Thursday, August 31, 2006

Linux Native Multipathing (Device Mapper-Multipath)

Over the past couple of years a flurry of OS Native multipathing solutions have become available. As a result we are seeing a trend towards these solutions and away from vendor specific multipathing software.

The latest OS Native multipathing solution is Device Mappper-Multipath (DM-Multipath) available with Red Hat Enterprise Linux 4.0 U2 and SuSE SLES 9.0 PS2.

I had the opportunity to configure it in my lab a couple of days ago and I was pleasantly surprised as to how easy was to configure it. Before I show how it's done, let me talk a little about how it works.

The multipathing layer sits above the protocols (FCP or iSCSI), and determines whether or not the devices discovered on the target, represent separate devices or whether they are just separate paths to the same device. In this case, Device Mapper (DM) is the multipathing layer for Linux.

To determine which SCSI devices/paths correspond to the same LUN, the DM initiates a SCSI Inquiry. The inquiry response, among other things, carries the LUN serial number. Regardless of the number paths a LUN is associated with, the serial number for the LUN will always be the same. This is how multipathing SW determines which and how many paths are associated with each LUN.

Before you get started you want to make a sure the following things are loaded:

  • device-mapper-1.01-1.6 RPM is loaded
  • multipath-tools-0.4.5-0.11
  • Netapp FCP Linux Host Utilities 3.0

Make a copy of the /etc/multipath.conf file.

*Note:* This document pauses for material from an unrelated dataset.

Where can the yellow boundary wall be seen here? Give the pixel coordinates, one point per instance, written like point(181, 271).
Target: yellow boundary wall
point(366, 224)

Edit the original file and make sure you only have the following entries uncommented out. If you don't have Netapp the section then add it.


defaults {
user_friendly_names yes
}
#
devnode_blacklist {
devnode "sd[a-b]$"
devnode "^(ramrawloopfdmddm-srscdst)[0-9]*"
devnode "^hd[a-z]"
devnode "^cciss!c[0-9]d[0-9]*"
}


devices {
device {
vendor "NETAPP "
product "LUN"
path_grouping_policy group_by_prio
getuid_callout "/sbin/scsi_id -g -u -s /block/%n"
prio_callout"/opt/netapp/santools/mpath_prio_ontap /dev/n"
features "1 queue_if_no_path"
path_checker readsector0
failback immediate
}
}

The devnode_blacklist includes devices for which you do not want multipathing enabled. So if you have a couple of local SCSI drives (i.e sda and sdb) the first entry in the blacklist will exclude them. Same for IDE drives (hd).

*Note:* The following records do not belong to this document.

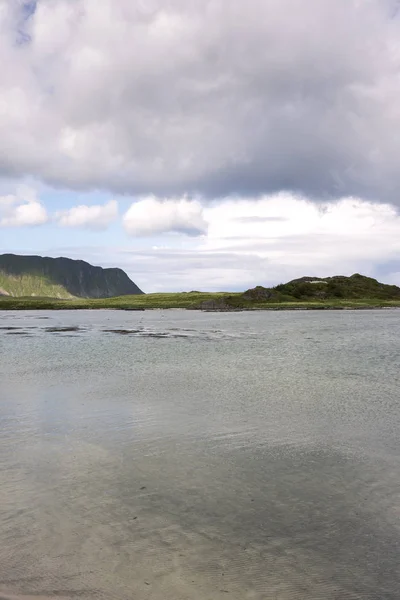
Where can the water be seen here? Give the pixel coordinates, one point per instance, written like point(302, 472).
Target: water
point(177, 455)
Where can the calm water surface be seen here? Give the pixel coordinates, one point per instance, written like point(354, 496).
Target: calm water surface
point(176, 455)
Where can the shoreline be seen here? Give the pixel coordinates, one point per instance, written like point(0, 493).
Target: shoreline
point(216, 310)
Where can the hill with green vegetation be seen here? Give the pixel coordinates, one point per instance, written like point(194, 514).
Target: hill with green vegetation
point(63, 278)
point(355, 292)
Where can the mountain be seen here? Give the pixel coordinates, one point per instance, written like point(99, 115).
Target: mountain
point(61, 278)
point(328, 288)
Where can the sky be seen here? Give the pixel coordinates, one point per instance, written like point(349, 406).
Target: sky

Add the multipath service to the boot sequence by entering the following:

chkconfig --add multipathd
chkconfig multipathd on


Multipathing on Linux is Active/Active with a Round-Robin algorithm.

The path_grouping_policy is group_by_prio. It assigns paths into Path Groups based on path priority values. Each path is given a priority (high value = high priority) based on a callout program written by Netapp Engineering (part of the FCP Linux Host Utilities 3.0).

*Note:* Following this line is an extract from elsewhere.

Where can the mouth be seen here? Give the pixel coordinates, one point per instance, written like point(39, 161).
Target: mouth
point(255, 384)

The priority values for each path in a Path Group are summed and you obtain a group priority value. The paths belonging to the Path Group with the higher priority value are used for I/O.

If a path fails, the value of the failed path is subtracted from the Path Group priority value. If the Path Group priority value is still higher than the values of the other Path Groups, I/O will continue within that Path Group. If not, I/O will switch to the Path Group with highest priority.

Create and map some LUNs to the host. If you are using the latest Qlogic or Emulex drivers, then run the respective utilities they provide to discover the LUN:



  • qla2xxx_lun_rescan all (QLogic)
  • lun_scan_all (Emulex)

To view a list of multipathed devices:

# multipath -d -l

[root@rhel-a ~]# multipath -l

360a9800043346461436f373279574b53
[size=5 GB][features="1 queue_if_no_path"][hwhandler="0"]
\_ round-robin 0 [active] \
\_ 2:0:0:0 sdc 8:32 [active]
\_ 3:0:0:0 sde 8:64 [active]
\_ round-robin 0 [enabled]
\_ 2:0:1:0 sdd 8:48 [active]
\_ 3:0:1:0 sdf 8:80 [active]

The above shows 1 LUN with 4 paths. Done. It's that easy to set up.